Die Trilogverhandlungen zum EU-Lieferkettengesetz gehen in die entscheidende Phase – Österreichs Position bleibt noch unklar – Südwind startet neue Aktion für starkes Lieferkettengesetz
Wien, am 20. September 2023. Die entscheidenden Verhandlungen für das EU-Lieferkettengesetz sind in vollem Gange. Das Gesetz könnte ein lang erwarteter Wendepunkt sein und eine Rechtsgrundlage schaffen, um Konzerne für Schäden an Menschen, Natur und Klima zur Verantwortung zu ziehen. Doch Wirtschafts- und Industrieverbände wollen das Gesetz auf den letzten Metern noch stark aufweichen.
Mit der Email-Kampagne „Post vom Gewissen: Für eine Wirtschaft ohne Ausbeutung“ appellieren die Menschenrechtsorganisation Südwind und die Zivilbevölkerung an Österreichs Wirtschaftsminister Martin Kocher. „Seien Sie mutig und tun sie das Richtige.
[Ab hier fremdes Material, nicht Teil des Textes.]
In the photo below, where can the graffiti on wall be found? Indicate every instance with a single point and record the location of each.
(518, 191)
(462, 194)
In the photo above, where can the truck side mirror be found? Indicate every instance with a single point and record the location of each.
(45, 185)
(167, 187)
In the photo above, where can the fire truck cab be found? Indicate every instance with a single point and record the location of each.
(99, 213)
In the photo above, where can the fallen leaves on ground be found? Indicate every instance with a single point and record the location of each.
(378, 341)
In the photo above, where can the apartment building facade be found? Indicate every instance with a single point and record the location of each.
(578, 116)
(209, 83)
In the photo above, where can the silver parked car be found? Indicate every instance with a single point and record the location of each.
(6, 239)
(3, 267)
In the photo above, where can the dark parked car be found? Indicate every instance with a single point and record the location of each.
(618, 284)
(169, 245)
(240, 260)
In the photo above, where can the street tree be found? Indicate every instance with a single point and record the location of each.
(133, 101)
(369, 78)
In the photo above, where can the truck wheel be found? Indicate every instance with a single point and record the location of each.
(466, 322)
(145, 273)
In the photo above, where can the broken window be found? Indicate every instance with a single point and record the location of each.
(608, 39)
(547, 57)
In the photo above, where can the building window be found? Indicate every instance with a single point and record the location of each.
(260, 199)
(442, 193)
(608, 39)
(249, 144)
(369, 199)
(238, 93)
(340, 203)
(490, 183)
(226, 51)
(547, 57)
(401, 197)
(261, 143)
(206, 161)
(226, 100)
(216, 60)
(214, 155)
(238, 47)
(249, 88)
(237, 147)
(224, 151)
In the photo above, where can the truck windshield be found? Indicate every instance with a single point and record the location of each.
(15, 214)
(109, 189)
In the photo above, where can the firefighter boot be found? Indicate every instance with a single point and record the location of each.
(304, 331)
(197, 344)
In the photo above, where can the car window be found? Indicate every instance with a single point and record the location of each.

Bekennen Sie sich in den Verhandlungen zu einem starken Lieferkettengesetz und damit zu den Menschenrechten und hören Sie nicht auf die Konzern-Lobbyisten“, sagt Südwind-Kampagnenleiter Stefan Grasgruber-Kerl.
Schon bevor der erste Gesetzesvorschlag von der EU-Kommission präsentiert wurde, gingen Wirtschafts- und Industrieverbände dagegen vor, indem sie Politiker:innen überzeugten, wichtige Passagen aufzuweichen, Fristen hinauszuzögern oder das Gesetz insgesamt zu blockieren. EU-Abgeordnete der Europäischen Volkspartei haben im Laufe der Verhandlungen ihre Position verändert und übernahmen die Schein-Argumente der Konzern-Lobbys gegen das Gesetz. Als die EU-Fachminister:innen im Dezember 2022 mit großer Mehrheit für ein Lieferkettengesetz stimmten enthielt sich Wirtschaftsminister Kocher im Namen Österreichs, anstatt sich klar zu positionieren.
„Bundesminister Kocher ist es den Menschen in diesem Land schuldig, sich klar zu den Menschenrechten zu bekennen. Ohne gesetzliche Rahmenbedingungen und Sanktionen für Unternehmen bei Verstößen kann es keinen fairen Konsum geben“, so Südwind-Experte Grasgruber-Kerl. „Niemand will Produkte aus Kinderarbeit kaufen. Durch intransparente Lieferketten hat die Bevölkerung aber oft keine Chance, eine bewusste Kaufentscheidung zu treffen.”
„Post vom Gewissen“ an Bundesminister Kocher
Südwind startet ab sofort die Mailaktion „Post vom Gewissen. Für eine Wirtschaft ohne Ausbeutung”. Interessent:innen können per Online-Tool direkt vom Bundesminister ein starkes Lieferkettengesetz einfordern. Dabei werden sieben konkrete Forderungen gestellt.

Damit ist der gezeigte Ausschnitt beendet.